I’m Cathy Fosnot, I was a professor for many years at City College of New York, I founded the Mathematics in the City, a National Centre of in-service for Math education and the author of various books and articles on mathematics education including the Contexts for Learning Series from Heinemann, and I am the Senior Content Advisor with the academic team in DreamBox learning.

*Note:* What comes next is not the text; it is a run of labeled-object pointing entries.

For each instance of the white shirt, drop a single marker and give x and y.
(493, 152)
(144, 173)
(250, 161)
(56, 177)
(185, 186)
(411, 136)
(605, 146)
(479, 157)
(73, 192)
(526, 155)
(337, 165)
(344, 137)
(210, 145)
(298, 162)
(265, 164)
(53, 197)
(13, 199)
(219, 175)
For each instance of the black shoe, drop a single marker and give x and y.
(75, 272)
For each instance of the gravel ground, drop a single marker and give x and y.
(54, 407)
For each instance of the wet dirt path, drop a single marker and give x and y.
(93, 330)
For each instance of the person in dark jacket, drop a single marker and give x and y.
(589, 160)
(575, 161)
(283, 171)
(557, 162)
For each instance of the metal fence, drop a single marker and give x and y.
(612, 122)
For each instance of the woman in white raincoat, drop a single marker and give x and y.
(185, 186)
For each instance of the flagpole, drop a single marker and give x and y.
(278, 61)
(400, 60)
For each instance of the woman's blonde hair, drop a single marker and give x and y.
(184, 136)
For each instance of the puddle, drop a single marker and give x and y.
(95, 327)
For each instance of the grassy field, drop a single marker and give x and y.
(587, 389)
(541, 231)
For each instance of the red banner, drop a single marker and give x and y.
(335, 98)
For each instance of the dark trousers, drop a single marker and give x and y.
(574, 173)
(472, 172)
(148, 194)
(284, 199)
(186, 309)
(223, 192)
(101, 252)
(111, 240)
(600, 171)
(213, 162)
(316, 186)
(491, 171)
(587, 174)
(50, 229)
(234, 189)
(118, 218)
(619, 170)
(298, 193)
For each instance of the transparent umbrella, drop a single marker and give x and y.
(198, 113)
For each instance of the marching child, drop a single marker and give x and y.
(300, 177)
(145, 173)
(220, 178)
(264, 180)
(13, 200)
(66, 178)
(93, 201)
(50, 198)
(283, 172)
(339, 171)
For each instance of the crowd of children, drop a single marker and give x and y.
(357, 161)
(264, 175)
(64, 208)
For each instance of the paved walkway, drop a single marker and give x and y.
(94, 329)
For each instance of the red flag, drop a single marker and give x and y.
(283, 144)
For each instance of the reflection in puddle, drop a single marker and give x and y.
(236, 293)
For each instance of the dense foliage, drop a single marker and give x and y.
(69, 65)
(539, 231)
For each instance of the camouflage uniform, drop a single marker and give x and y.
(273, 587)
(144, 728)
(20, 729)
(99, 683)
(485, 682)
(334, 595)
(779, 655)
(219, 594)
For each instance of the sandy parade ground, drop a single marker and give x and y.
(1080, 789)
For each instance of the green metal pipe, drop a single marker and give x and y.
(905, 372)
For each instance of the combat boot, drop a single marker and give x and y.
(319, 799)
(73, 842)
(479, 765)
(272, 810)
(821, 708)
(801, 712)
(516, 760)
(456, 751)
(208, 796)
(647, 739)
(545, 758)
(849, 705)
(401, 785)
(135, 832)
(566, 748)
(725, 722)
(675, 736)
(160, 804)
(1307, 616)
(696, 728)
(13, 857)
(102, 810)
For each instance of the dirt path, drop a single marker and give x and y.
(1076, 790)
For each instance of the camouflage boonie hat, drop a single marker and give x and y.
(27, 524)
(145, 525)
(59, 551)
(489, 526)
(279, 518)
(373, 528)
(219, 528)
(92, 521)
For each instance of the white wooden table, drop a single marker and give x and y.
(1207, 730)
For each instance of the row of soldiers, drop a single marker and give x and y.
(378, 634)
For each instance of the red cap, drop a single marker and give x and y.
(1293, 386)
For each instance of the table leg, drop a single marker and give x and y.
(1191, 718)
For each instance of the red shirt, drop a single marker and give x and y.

When children are constructing multiplication they often start by needing to build a whole system of ones. So, if the context is “What’s 3 x 6?”, kids will count out 6, count out another 6, count out another 6, make sure they have 3 groups and to get the answer they go all the way back and count from 1 again. Eventually they begin to skip count and use repeated addition, and repeated addition usually builds into kids beginning to realize they can regroup groups. So, something like 12 fifteens, kids will regroup the fifteens putting two together and turn 12 fifteens into 6 thirties. So, this is a developmental pathway to really support children to begin to move from just a system of ones to skip counting to a system of that’s based on regrouping of groups that gets the kids the doubling and halving, and that can build into the use of 10 times, which eventually build into partial products. So, in Dreambox we built digital tools that would ensure that children would move along these developmental pathways. For example, we built a DreamBox tool that would be a Digital Array, we built a Digital Ratio Table, we built a Digital Number Line where we could show 6 + 6 + 6 + 6 as being equivalent to 2 twelve’s. And really building this whole foundation, one of the things that was really important to us in DreamBox was to ensure that we weren’t just focusing on procedures, that we were really building the underline foundation for Algebra.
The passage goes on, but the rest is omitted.